Latvia’s Government Sells National Currency

The Latvian Government sold lati after the currency reached its trading band limit, being the first sell since the month of November, as the nation moved closer to get the next tranche of a billionaire loan to rescue the weakened Baltic economy.
According to the Latvian central bank website, 111.7 milion lati were sold to private financial institutions in order to prevent the lats currency rally to continue. The amount sold, equivalent to $222.6 milion, helped the euro to strengthen 0.7 against the lats, which has its limits artificially controlled within a trading band, a requirement for the Baltic nation to adopt the euro during the next years. Latvia is immersed in the most severe recession since its independence from the Soviet Union, and the government is struggling to avoid bankruptcy, cutting its budget sequentially, in order to get the necessary loans to rescue the economy and avoid a financial chaos in Latvia.

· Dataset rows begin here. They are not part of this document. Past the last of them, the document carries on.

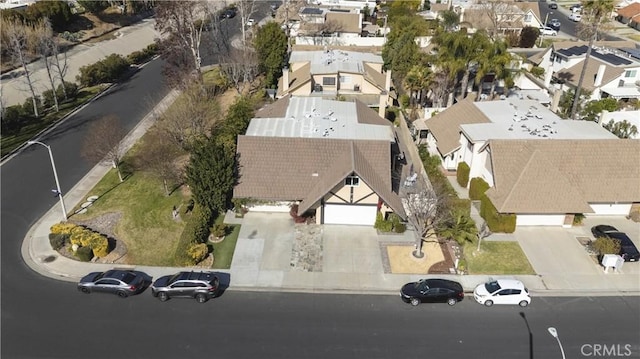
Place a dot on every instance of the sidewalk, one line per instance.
(128, 39)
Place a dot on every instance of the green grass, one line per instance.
(11, 142)
(497, 258)
(146, 226)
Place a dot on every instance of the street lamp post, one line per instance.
(55, 175)
(554, 333)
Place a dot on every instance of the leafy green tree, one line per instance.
(622, 129)
(528, 36)
(594, 14)
(459, 227)
(94, 6)
(593, 109)
(450, 19)
(211, 174)
(271, 46)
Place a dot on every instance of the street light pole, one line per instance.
(55, 175)
(554, 333)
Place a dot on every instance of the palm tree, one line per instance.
(458, 53)
(595, 13)
(496, 61)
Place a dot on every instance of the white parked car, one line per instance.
(547, 31)
(502, 291)
(576, 17)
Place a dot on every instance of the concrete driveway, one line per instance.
(557, 255)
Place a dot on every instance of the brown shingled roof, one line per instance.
(305, 169)
(277, 109)
(563, 176)
(445, 126)
(572, 74)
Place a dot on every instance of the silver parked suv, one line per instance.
(199, 285)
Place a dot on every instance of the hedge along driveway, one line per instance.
(147, 226)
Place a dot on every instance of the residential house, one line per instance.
(337, 74)
(610, 72)
(549, 182)
(331, 158)
(502, 17)
(509, 143)
(630, 15)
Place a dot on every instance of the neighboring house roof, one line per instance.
(347, 22)
(305, 169)
(571, 75)
(276, 109)
(445, 126)
(296, 79)
(315, 117)
(563, 176)
(630, 10)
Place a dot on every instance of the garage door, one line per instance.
(350, 214)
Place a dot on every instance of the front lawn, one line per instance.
(497, 258)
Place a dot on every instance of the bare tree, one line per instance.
(41, 40)
(104, 142)
(15, 42)
(158, 155)
(427, 210)
(189, 118)
(246, 8)
(182, 22)
(240, 68)
(500, 14)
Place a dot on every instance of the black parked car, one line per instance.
(121, 282)
(199, 285)
(432, 291)
(628, 250)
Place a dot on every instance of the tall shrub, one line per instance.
(477, 187)
(462, 175)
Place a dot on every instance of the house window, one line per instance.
(352, 181)
(329, 81)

Currently the lat is pegged to the euro with a very limited fluctuation band, but since Latvia has been struck with the most severe recession among the European Union countries, the government has been forced to ask for external financial help, which came of course, followed by a series of requirements from international financial institutions to rescue Latvia with billionaire loans. According to specialists, the mid-term future of the Baltic nation will remain grim, as the annualized numbers for the country’s economy show that it has contracted 18 percent in the first quarter.
EUR/LVL climbed to 0.7025 from 0.6963 as of 11.13 a.m. GMT.